Morten Bay, now a research fellow at the USC Annenberg School for Communication and Journalism, examined how political influence has permeated pop culture, specifically looking at the tweets around “The Last Jedi.”
Bay found that almost 51 percent of the negative tweets he studied, including those attacking Tran, were “politically motivated or not even human.”
The researcher looked at 967 posts tweeted at “The Last Jedi” director Rian Johnson, each from a separate account, and found 206 expressing negative sentiments. Within that sample, Bay found 44 accounts that appeared to be bots, sock puppets or trolls ― and 16 that appeared to be specifically Russian trolls. Another 61 accounts had clear political agendas in their tweets against the film.
Bay concluded that the Russian trolls sought to “weaponize Star Wars criticism as an instrument of information warfare with the purpose of pushing for political change” while the “right-wing fans” were advocating a conservative agenda. For some of the latter, he wrote, “it is a pushback against what they perceive as a feminist/social justice onslaught.”
“Based on the findings in the present study, it is not fair to generalize and paint all of the The Last Jedi detractors as alt-right activists, racists or misogynists,” Bay wrote. “However, the findings ... show that a majority of the negatively-poised users included in the study do express such sentiments, either in The Last Jedi-related tweets or in other tweets on their accounts.”

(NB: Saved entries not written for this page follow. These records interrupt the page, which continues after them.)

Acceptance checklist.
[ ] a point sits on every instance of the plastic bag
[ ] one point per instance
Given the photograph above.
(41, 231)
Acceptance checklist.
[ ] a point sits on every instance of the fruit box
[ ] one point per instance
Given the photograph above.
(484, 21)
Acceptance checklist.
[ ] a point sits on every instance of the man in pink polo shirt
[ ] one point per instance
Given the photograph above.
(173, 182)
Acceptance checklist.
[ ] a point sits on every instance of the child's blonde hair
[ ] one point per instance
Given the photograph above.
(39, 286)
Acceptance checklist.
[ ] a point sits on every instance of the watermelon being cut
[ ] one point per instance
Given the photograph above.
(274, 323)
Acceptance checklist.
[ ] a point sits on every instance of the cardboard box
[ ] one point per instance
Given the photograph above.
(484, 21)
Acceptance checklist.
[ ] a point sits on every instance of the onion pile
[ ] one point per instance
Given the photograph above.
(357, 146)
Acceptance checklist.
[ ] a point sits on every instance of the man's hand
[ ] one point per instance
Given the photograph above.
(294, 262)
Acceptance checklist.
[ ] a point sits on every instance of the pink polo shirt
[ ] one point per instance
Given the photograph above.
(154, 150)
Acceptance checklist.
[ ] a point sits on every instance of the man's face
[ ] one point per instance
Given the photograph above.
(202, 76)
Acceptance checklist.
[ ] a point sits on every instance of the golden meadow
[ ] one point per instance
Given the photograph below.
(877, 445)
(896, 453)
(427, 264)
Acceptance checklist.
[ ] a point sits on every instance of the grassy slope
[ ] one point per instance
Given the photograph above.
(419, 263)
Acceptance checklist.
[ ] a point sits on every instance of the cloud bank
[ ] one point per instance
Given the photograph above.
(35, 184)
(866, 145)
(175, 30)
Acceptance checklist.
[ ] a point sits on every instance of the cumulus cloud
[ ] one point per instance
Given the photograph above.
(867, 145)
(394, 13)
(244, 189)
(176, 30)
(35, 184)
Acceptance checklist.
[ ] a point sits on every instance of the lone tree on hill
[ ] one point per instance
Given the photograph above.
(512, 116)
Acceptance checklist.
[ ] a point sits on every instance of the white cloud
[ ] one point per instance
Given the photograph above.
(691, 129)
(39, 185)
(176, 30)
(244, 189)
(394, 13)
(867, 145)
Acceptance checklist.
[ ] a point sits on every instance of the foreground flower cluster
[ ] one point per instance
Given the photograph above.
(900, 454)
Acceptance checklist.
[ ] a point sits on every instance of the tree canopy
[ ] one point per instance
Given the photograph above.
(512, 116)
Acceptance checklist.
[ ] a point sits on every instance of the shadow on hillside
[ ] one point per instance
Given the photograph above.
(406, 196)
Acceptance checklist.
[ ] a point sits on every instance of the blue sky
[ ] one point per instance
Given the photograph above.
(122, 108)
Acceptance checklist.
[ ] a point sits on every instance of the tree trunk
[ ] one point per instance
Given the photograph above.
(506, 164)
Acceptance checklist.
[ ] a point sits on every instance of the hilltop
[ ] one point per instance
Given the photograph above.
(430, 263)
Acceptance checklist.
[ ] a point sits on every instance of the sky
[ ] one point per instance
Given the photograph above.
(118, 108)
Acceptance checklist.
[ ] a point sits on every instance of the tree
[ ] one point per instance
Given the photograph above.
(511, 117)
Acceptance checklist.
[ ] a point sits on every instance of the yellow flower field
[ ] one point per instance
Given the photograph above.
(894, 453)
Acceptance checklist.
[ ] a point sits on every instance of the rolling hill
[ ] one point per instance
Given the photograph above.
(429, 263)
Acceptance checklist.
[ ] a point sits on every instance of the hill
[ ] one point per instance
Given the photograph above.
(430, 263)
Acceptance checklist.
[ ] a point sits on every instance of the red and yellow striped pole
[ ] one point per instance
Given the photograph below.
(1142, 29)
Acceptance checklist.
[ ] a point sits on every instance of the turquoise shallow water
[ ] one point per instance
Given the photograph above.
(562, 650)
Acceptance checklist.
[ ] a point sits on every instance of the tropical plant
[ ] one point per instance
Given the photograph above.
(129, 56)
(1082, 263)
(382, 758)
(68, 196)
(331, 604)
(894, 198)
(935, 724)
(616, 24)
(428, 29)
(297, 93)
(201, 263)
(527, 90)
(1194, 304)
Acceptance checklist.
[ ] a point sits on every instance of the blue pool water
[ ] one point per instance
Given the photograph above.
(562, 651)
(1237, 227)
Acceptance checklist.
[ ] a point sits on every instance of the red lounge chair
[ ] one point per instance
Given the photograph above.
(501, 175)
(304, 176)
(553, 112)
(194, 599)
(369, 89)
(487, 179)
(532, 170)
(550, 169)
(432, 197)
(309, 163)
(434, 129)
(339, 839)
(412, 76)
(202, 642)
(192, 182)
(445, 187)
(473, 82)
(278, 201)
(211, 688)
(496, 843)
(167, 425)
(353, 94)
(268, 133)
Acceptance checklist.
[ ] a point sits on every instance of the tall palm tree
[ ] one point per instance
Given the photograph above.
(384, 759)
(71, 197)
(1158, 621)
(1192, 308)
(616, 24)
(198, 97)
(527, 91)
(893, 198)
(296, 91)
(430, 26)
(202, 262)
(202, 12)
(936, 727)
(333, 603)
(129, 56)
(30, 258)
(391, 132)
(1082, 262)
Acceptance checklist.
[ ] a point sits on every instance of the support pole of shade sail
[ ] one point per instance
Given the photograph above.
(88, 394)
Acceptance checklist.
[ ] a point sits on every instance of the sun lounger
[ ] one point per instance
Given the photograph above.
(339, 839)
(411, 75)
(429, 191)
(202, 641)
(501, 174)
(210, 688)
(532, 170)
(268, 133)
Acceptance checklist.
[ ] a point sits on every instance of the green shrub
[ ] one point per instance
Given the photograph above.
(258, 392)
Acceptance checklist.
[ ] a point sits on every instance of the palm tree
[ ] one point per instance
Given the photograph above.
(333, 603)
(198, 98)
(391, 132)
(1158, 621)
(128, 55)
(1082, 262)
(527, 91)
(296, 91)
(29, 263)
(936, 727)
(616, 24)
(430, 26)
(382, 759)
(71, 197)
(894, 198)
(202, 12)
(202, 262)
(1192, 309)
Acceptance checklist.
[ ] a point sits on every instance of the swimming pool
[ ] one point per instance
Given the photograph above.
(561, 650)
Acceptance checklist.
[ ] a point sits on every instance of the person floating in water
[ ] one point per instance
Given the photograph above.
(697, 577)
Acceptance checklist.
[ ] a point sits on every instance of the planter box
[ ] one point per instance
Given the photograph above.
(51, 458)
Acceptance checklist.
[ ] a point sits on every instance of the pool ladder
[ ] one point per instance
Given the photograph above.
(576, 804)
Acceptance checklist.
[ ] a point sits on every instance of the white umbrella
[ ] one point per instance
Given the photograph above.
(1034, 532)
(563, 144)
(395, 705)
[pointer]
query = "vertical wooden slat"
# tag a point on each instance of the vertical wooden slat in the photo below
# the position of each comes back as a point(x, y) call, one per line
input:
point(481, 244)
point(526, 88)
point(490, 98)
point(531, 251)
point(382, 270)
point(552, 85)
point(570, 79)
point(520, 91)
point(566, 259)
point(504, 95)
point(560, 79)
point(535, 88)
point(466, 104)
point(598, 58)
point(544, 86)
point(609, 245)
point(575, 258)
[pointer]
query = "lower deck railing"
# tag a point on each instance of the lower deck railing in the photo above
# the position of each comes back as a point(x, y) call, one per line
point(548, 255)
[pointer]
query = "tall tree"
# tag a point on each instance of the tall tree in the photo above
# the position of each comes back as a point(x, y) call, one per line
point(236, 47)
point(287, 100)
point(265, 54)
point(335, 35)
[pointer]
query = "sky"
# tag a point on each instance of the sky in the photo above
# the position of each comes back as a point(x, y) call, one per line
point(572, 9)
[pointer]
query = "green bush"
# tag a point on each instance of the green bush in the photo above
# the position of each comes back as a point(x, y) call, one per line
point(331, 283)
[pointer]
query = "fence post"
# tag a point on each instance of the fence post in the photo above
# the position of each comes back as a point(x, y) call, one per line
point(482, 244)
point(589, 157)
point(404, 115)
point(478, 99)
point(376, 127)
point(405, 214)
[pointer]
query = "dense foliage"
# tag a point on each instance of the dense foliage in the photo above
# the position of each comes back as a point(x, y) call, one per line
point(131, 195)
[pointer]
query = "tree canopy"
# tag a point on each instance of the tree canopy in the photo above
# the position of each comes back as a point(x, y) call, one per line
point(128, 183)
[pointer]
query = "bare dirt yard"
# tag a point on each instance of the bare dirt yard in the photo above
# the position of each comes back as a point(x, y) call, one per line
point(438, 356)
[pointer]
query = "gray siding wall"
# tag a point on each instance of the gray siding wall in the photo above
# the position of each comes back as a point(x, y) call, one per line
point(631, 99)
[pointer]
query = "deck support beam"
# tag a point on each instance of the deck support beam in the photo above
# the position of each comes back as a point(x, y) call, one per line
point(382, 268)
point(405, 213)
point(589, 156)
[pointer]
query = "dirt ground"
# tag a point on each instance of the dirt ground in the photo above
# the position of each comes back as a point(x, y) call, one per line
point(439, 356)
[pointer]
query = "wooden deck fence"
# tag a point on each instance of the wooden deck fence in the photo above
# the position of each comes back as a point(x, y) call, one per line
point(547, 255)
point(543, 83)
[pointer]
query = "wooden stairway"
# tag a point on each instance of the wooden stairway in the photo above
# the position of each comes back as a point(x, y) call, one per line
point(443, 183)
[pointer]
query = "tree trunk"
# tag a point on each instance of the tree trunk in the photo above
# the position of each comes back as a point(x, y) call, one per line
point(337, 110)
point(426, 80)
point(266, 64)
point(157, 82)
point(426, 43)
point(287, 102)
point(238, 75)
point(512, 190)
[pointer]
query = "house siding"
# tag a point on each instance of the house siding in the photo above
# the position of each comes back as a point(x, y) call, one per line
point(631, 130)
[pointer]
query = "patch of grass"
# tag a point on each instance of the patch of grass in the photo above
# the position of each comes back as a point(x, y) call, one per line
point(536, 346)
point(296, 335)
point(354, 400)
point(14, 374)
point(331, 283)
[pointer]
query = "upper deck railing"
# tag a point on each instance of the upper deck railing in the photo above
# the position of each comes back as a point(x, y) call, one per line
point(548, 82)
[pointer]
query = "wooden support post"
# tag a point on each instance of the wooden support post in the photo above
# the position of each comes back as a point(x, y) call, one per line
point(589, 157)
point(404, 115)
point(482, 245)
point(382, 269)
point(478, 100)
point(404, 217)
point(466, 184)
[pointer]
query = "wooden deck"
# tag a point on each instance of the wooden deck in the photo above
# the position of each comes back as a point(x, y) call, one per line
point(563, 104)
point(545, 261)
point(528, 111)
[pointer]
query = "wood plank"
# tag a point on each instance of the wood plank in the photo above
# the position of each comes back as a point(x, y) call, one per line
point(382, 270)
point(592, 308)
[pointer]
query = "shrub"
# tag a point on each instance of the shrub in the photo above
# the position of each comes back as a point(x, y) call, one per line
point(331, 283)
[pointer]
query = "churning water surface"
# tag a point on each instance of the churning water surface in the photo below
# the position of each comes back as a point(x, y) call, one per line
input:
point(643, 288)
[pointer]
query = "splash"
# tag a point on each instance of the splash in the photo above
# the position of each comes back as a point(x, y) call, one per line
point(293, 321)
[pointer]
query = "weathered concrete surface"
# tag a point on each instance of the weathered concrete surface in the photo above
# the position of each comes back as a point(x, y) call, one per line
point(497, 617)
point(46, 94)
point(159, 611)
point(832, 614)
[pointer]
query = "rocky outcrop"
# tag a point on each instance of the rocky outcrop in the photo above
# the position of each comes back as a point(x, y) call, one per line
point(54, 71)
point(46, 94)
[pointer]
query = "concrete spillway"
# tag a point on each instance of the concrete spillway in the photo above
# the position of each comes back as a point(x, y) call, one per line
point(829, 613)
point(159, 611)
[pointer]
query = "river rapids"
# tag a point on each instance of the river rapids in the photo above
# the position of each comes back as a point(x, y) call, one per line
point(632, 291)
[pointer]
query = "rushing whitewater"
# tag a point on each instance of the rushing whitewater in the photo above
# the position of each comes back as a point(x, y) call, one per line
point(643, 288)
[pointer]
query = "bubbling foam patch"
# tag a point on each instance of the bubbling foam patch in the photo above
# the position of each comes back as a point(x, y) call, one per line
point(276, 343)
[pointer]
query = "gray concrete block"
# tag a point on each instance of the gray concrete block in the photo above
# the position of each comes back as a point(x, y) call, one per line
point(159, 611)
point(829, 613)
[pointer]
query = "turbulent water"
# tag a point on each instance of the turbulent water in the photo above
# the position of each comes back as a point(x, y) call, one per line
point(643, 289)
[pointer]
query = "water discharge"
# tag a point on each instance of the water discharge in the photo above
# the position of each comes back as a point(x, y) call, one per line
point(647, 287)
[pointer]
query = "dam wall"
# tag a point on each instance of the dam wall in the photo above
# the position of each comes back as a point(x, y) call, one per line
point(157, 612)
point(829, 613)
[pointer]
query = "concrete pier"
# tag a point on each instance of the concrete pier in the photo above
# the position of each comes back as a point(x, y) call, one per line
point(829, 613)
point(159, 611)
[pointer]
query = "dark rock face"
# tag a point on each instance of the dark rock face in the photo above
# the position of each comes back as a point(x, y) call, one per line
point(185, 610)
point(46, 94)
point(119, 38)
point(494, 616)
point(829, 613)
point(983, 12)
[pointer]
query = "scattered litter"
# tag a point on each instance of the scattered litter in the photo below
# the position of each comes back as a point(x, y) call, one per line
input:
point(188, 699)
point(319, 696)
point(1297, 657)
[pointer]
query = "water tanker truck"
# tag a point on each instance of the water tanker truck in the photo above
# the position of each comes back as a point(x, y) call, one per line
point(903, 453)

He noted that Tran had eventually pulled back from social media over what she characterized as online harassment aimed at her and her role in “The Last Jedi.”
As hype around the 2017 film grew, Tran, who played resistance fighter Rose Tico, became the target of many racist and sexist attacks that didn’t remain solely within the confines of Twitter. The Rose Tico page on the “Star Wars”-focused Wookiepedia website, for instance, was doctored to describe the character in alarmingly racist and offensive terms.
“Ching Chong Wing Tong is a dumbass fucking character Disney made and is stupid, autistic, and retarded love interest for Finn,” the page read. “She better die in the coma because she is a dumbass bitch.”
After months of attacks, Tran scrubbed her Instagram page in June. She later addressed her decision in a piece for The New York Times.
“It wasn’t their words, it’s that I started to believe them,” Tran wrote in August. “Their words seemed to confirm what growing up as a woman and a person of color already taught me: that I belonged in margins and spaces, valid only as a minor character in their lives and stories.”
But Tran also wrote that she was “not giving up” and that she understands the significance of her casting in the “Star Wars” franchise.
“You might know me as Kelly. I am the first woman of color to have a leading role in a ‘Star Wars’ movie,” she wrote. “I am the first Asian woman to appear on the cover of Vanity Fair. My real name is Loan. And I am just getting started.”